This is my first post, and I’m looking forward to your comments. I’m working as a Digital Learning Team Leader in a boutique private university in İstanbul Turkey.
Having 3000+ students, we are considering to use Open edx as our single LMS option in the near future.
Currently our LMS solution is Blackboard. We are considering to move from BB to open edx. A local software company will setup and perform the maintenance and customisation. We will have a 2 semester long pilot process for open edx. Mean while whole university will continue to use BB as usual. After pilots, we are planning to switch totally from BB to open edx for whole university.

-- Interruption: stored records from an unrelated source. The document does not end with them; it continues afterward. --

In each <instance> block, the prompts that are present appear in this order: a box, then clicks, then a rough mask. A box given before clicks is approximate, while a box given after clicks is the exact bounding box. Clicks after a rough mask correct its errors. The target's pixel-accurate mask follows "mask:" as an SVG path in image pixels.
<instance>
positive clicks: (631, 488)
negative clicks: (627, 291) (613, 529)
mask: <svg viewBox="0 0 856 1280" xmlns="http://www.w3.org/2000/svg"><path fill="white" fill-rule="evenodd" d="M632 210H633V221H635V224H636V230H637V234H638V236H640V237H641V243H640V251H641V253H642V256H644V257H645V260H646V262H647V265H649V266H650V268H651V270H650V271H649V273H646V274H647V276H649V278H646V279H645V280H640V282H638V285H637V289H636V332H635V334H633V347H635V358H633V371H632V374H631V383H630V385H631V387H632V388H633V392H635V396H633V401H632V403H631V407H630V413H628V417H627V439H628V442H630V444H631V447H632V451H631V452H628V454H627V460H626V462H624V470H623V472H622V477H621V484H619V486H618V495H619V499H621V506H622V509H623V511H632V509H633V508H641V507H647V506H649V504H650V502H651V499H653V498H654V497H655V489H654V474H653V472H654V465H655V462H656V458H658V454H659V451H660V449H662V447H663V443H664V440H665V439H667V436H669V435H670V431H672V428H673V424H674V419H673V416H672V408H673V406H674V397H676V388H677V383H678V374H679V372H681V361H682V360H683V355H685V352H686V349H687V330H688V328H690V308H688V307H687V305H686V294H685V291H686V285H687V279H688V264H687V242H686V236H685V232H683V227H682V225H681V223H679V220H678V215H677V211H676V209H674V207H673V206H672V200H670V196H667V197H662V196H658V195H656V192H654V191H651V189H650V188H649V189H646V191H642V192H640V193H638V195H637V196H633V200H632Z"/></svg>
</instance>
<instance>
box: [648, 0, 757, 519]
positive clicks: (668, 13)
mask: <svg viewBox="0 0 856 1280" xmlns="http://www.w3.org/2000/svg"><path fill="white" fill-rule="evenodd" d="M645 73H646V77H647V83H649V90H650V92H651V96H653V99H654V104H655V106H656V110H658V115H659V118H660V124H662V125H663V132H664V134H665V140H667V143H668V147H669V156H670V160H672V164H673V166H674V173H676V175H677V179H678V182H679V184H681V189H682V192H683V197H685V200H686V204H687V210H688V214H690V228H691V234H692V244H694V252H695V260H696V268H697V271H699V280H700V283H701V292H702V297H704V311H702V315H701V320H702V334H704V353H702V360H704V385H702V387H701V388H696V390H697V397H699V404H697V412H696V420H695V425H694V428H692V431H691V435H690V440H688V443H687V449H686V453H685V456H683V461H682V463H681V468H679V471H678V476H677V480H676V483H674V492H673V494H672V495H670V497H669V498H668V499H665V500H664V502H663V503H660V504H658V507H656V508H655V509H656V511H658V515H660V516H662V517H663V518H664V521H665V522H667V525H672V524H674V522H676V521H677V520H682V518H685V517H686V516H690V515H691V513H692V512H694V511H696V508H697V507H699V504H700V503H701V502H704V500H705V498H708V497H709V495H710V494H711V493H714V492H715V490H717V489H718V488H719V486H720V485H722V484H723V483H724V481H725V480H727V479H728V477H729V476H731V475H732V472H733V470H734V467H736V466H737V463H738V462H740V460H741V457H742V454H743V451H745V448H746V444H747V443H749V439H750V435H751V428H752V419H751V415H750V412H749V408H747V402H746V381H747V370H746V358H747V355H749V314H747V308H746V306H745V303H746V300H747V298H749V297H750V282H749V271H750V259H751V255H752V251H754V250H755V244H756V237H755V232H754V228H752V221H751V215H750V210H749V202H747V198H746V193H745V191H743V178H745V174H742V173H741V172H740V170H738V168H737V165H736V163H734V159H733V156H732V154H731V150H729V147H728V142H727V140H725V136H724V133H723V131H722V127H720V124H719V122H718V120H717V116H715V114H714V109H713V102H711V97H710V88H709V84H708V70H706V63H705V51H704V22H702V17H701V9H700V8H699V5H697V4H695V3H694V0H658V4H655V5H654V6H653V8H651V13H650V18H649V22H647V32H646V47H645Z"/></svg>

What do you think about using open Edx as the only LMS option after using BB for 5 years? Any challenges for Instructors, students or us -as the digital learning team-?
Unfortunately we will not be able to use 2 platforms at the same time after pilot process because of budget limitations.
Welcome to the community @ozorand. Quick questions: why are you moving from Blackboard, and what convinced you to try using Open edX? I don’t know Blackboard all that well, but given that it is more of a “traditional” LMS designed for residential courses, there are likely a few notable differences between Open edX and BB.
EdX has intentionally focused on online and large-scale courses rather than the on-campus market, so there are a few features one might expect from and LMS that Open edX doesn’t have. For instance, there’s no easy way to “section” your courses, there’s no integration with student information systems, and getting certain downloads from courses above a certain size is very slow. Still, things are better on this front than they were a few years ago. Staff grading is easier than it was, for example.
I know MIT has made extensive use of Open edX on-campus. They’ve built a few custom additions to it, and they put a lot of time and work into maintaining it (I believe they have one full-time person and two part-time people doing that work).
@pdpinch might be able to give more details, or at least point you toward a good reference.